Gostaria de introduzir duas manifestações culturais imateriais que têm nos animais o seu ativo principal.
A “Capeia Arraiana”, manifestação registada no Inventario Nacional português do PCI desde 2011, é praticada nas localidades da fronteira com Espanha, na zona da Beira Alta de Riba-Côa; consiste numa corrida de touros com recurso a uma estrutura de madeira manejada por trinta homens, chamada forcão, com a qual vão cansando um touro bravo, até o conseguirem segurar à mão. O touros não são feridos ou batidos durante o processo, e no final são devolvidos ao curral. É uma festa de grande sociabilização em torno dos bovinos bravios, da arte de cavalgar e de meneio do gado, inseridas nas festividades religiosas principais das suas comunidades.
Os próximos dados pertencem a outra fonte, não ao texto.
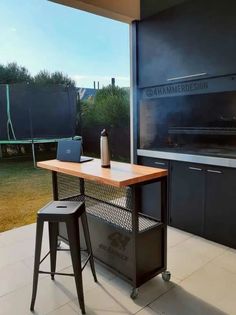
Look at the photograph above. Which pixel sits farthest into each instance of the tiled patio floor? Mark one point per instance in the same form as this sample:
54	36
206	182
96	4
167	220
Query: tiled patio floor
203	281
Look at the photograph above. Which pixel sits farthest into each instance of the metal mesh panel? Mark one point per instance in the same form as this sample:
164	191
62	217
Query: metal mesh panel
68	186
107	203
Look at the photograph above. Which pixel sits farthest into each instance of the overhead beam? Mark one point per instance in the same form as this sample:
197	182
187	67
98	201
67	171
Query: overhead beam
122	10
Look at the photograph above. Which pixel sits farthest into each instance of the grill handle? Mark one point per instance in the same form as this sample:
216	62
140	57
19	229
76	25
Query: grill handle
195	168
188	76
214	171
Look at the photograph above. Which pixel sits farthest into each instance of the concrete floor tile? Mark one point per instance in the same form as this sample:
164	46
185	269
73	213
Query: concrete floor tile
226	261
49	297
178	301
147	311
64	310
13	277
215	285
102	300
190	255
175	236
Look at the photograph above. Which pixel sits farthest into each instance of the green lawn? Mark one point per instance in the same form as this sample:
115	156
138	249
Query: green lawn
23	190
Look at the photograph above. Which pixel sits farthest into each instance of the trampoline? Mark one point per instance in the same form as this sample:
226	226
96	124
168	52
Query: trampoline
31	114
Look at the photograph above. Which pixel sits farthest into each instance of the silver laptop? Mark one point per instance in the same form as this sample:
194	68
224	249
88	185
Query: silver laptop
70	151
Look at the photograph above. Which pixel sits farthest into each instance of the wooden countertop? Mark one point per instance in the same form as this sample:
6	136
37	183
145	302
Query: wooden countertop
120	174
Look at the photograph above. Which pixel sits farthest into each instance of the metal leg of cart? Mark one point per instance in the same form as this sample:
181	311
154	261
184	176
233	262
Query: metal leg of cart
136	208
33	153
166	275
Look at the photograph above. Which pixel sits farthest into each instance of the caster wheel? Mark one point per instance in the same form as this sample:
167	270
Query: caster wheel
166	275
134	294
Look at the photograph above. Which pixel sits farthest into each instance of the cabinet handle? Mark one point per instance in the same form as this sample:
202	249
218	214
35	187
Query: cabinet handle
160	163
214	171
187	76
195	168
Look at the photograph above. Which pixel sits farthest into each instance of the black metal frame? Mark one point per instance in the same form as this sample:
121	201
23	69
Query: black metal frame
136	279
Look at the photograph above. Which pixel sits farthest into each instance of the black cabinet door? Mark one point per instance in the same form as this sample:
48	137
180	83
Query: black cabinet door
196	37
187	197
151	193
220	209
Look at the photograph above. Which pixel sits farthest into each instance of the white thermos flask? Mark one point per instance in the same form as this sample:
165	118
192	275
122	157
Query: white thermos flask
104	148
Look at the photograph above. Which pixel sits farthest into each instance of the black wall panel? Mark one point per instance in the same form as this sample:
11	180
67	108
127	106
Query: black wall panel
188	39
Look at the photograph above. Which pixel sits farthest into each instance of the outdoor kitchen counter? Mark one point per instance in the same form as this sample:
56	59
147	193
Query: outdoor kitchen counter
125	240
120	174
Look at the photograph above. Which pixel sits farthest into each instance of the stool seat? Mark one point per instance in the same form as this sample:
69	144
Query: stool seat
61	208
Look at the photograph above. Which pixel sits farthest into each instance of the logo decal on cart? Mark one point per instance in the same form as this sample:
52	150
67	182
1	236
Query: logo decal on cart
118	244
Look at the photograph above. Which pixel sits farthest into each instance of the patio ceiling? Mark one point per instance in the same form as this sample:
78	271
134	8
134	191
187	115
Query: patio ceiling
122	10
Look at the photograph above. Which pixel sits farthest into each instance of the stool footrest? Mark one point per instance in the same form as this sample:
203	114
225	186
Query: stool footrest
44	257
86	261
56	273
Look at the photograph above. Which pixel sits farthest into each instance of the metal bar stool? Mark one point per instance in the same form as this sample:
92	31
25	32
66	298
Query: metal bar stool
68	212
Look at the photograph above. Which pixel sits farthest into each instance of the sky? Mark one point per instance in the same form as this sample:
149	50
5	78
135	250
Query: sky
42	35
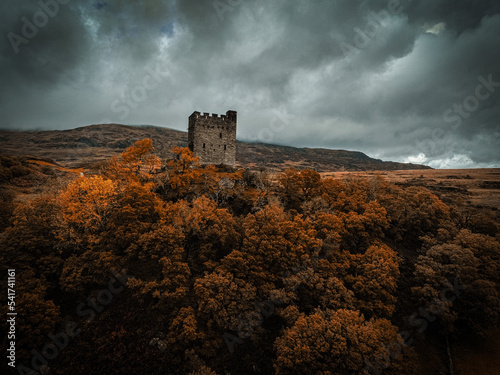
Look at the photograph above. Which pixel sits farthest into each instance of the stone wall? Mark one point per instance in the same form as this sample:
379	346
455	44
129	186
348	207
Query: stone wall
213	137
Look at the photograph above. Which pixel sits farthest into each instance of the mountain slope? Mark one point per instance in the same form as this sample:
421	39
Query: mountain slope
83	146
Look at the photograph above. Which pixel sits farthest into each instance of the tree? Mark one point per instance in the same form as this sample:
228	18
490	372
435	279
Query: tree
336	342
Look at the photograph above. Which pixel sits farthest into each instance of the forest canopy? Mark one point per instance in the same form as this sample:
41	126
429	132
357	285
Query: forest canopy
231	271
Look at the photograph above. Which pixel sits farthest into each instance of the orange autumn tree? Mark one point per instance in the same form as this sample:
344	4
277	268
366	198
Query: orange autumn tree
137	162
335	342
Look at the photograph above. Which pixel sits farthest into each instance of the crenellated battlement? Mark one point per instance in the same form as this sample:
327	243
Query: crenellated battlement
212	137
230	115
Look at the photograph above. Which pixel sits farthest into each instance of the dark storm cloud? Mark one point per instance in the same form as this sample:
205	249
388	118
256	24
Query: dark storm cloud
377	76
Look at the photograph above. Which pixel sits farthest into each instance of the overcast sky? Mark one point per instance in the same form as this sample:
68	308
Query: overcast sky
399	80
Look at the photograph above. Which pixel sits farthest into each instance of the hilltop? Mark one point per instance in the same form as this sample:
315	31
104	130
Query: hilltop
81	147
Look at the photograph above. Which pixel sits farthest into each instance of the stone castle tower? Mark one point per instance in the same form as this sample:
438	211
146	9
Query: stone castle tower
213	137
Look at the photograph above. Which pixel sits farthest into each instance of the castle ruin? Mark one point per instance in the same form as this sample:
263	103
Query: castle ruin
213	137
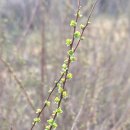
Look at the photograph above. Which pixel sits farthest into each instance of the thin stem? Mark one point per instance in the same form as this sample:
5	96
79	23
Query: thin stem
87	23
44	106
68	65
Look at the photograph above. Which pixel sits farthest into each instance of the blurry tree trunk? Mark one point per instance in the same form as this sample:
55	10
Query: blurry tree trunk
43	64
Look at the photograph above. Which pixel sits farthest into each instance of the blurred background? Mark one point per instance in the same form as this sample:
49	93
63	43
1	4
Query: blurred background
32	46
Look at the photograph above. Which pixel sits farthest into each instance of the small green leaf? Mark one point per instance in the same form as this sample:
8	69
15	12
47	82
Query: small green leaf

A outra manifestação – transversal à cultura portuguesa, mas crucial à cultura do Entre Douro e Minho - é a Matança do Porco. Chegando o tempo frio (normalmente a partir de dezembro, janeiro e fevereiro), matava-se o porco criado em casa, um elemento central na alimentação da família para o resto do ano. A carne era depois processada e conservada por fumeiro ou salga. Devido à importância económica da criação do animal, a matança do porco era uma festa simbólica vicinal – nos aglomerados matavam-se vários porcos, um por casa - de abundância, associando uma cultura gastronómica rica e diversificada a papéis sociais bem definidos (os homens na matança e corne, as mulheres na confeção e conservação. Este é um dos elementos que será alvo de reflexão no caso do Ecomuseu do Neiva, porque ainda há muitas unidades domésticas no Vale do Neiva que criam porco para autoconsumo.
Apesar do avanço de legislação sanitária restritiva derivada das normas da União Europeia, a legislação portuguesa permite o abate de animais criados em contexto doméstico para fins de subsistência e não comerciais; permite, até o abate em matança tradicional organizada por entidades pública ou privadas e que constituam uma manifestação cultural (Despacho n.º 7198/2016, publicado no Diário da República, 2.ª série, N.º 105, de 1 de junho de 2016).
Ora, será que estas manifestações saem do que está acordado na Convenção da UNESCO, de 2003 para o PCI?
Os animais sofrem? Sofrem. Os porcos são abatidos, e mesmo na Capeia Arraiana, onde não se cometem "violências" aos animais, é certo que lhes é provocado stress. Mas a questão do sofrimento animal não aparece mencionado uma vez que seja na Convenção (os direitos humanos, por exemplo, são referidos oito vezes). A Matança do Porco poderá muito bem ser inscrita com o manifestação no inventário nacional de PCI, porque são práticas sociais e rituais, reconhecidas pelas comunidades que as praticam como fazendo parte do seu património cultural, por isso as recriam e transmitem de geração em geração; são propensas ao desenvolvimento sustentável e respeitantes dos direitos humanos. Parece-me que a legislação consagra as condições para que a prática cultural se realize com respeito pelo animais, poupando-os ao sofrimento.
E não se pense que as gentes não os respeitam: dão-lhe, até, nomes carinhosos, como "ruço" e "chico". Afinal, o porco é uma garantia contra a fome.